Q. You’ve been traveling a lot lately. Any observations about digital lifestyles and marketing outside the U.S.?

A. One thing Americans completely miss is simply the [size of] the rest of the world. If you’re building new software, you can build it for the American market, which is 300 million people, max. Or if you look outside, there are several billion people, not all of them yet online, but they’re coming soon.

There’s a lot of people who get to the Internet by cell phone. I’m an investor in a little cell phone payment company in India. The notion of paying by check just doesn’t happen in emerging markets.

Q. The atmosphere around the Web seems very excited to those of us who have been covering it for a long time. Is the enthusiasm of the media and investment community at 1999 levels? What are you most interested in at the moment?

A. It’s not quite that crazy. But there’s a lot of frenzy and a lot of people are funding fundamentally redundant stuff. You need a certain amount of redundancy in the economy, but it’s crazy to think there are going to be 30 companies that are going to have 20 percent market share each.

I was just at this Office 2.0 conference. A lot of people think Office 2.0 is a spreadsheet in the sky. A lot of it is management of activity rather than management of content. You have something more like a spreadsheet where people can manage their own interactions. It’s peer-to-peer, not necessarily top-down and hierarchical. It’s very different from your traditional heavyweight corporate workflow.

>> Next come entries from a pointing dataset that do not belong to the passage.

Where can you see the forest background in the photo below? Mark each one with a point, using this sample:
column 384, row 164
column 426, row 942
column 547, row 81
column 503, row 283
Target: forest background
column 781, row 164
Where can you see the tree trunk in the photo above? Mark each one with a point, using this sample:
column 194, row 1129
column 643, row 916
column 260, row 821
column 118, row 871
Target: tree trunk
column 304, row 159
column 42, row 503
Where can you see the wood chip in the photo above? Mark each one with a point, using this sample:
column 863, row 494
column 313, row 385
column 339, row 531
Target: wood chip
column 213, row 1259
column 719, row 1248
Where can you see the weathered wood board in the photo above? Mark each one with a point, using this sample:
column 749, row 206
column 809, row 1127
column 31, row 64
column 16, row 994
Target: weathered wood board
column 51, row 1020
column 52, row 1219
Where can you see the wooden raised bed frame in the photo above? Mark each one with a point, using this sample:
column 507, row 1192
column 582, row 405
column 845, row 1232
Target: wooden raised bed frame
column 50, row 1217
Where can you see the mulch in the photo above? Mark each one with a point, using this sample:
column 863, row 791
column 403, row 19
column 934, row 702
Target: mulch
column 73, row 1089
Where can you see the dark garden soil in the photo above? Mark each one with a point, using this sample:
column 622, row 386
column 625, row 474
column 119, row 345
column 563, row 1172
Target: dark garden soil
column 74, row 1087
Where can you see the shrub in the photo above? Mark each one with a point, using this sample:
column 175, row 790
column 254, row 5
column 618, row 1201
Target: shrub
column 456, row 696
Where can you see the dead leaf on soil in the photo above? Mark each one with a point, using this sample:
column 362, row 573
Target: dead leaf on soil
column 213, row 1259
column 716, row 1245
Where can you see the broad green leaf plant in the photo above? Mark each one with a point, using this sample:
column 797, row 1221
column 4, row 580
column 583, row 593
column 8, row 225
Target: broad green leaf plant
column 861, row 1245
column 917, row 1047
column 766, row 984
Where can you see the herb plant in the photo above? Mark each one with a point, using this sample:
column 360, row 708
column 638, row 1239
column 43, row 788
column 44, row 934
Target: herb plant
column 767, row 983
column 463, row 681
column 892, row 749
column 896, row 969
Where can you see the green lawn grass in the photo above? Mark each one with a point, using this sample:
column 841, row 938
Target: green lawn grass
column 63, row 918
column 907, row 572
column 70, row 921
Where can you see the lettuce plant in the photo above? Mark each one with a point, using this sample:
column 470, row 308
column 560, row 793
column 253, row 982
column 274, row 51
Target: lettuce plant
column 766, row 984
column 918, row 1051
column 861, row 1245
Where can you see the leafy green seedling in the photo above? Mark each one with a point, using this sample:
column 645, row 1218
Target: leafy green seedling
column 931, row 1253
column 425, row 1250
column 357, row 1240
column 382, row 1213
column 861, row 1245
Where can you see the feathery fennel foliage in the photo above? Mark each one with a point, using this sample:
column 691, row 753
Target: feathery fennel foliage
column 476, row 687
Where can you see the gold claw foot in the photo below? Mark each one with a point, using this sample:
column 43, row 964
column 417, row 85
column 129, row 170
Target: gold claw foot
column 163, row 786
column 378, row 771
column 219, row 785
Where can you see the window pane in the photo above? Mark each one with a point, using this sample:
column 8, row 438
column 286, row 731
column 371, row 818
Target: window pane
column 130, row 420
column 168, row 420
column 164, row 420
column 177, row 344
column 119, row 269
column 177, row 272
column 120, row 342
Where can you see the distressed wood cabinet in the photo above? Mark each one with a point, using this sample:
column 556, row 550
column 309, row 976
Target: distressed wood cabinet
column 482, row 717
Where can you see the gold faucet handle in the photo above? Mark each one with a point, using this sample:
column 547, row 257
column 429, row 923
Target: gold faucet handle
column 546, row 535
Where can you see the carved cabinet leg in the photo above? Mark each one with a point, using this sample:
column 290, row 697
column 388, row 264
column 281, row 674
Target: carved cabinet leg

Q. And how do you think advertisers can get involved?

A. First of all, they’re often not welcome inside the corporate world. Whether it’s on your spreadsheet or on your task manager, for a corporation, they’d rather just pay the money and be unencumbered.

What’s interesting about Office 2.0 is, like eBay and Google, it’s bringing the power that used to be available only to large corporations to small companies. For people who market to small business, it is an opportunity, because a lot of the stuff is going to be Web-based. If you can have your tool sponsored by an office supply company, that makes a lot of sense for everyone involved.

Q. There’s a ton of buzz specifically around social networking and video right now.

A. Gee, I wonder why.

Q. …And a lot of what’s written has to do with audience size, valuations, and mergers. It seems very much driven by the investment community. What’s being overlooked?

A. One thing that’s being overlooked is that YouTube is worth a lot more to Google than to most people.

Second, I think the value in the long run is not going to be “Oh gee, I put an ad on. I got three more impressions.” It’s using the ad more effectively to be part of the conversation rather than a decoration on a page. What marketers need to do is figure out how to use this technology, not simply to decorate it. That means having a sense of humor and figuring out where your product comes in. It requires imagination. It’s using the medium, rather than just inhabiting.

Q. I want to talk for a minute about click fraud, spyware, spammy affiliate tactics, all the unsavory marketing happening online. You’ve written recently that the advertisers will ultimately need to drive the clean-up of publisher networks that are supporting much of those practices. How do you propose they do that?

A. It will vary. If I’ve got 8,000 pairs of green sneakers and I’ve got to get rid of them and I don’t care about my reputation, [nothing will deter me]. If I am a reputable advertiser, and people like ClickZ, Ben Edelman and Stop Badware are really coming after me, I’m going to reconsider. Please keep making this point.

Marketers are the ones inserting ad money into the system. Consumers, and more specifically people with a voice like you, need to start holding them to account.

The fact that they didn’t know is just not a good enough excuse any more.

Q. What sites do you visit most often?

A. Flickr, The New York Times, Technorati, and a whole bunch of different travel sites. I’m pretty transaction oriented. And of course, Google. I’m a very long tail person.

Q. What’s one of your long tail faves?

A. , where you can find out what your Congress people are up to.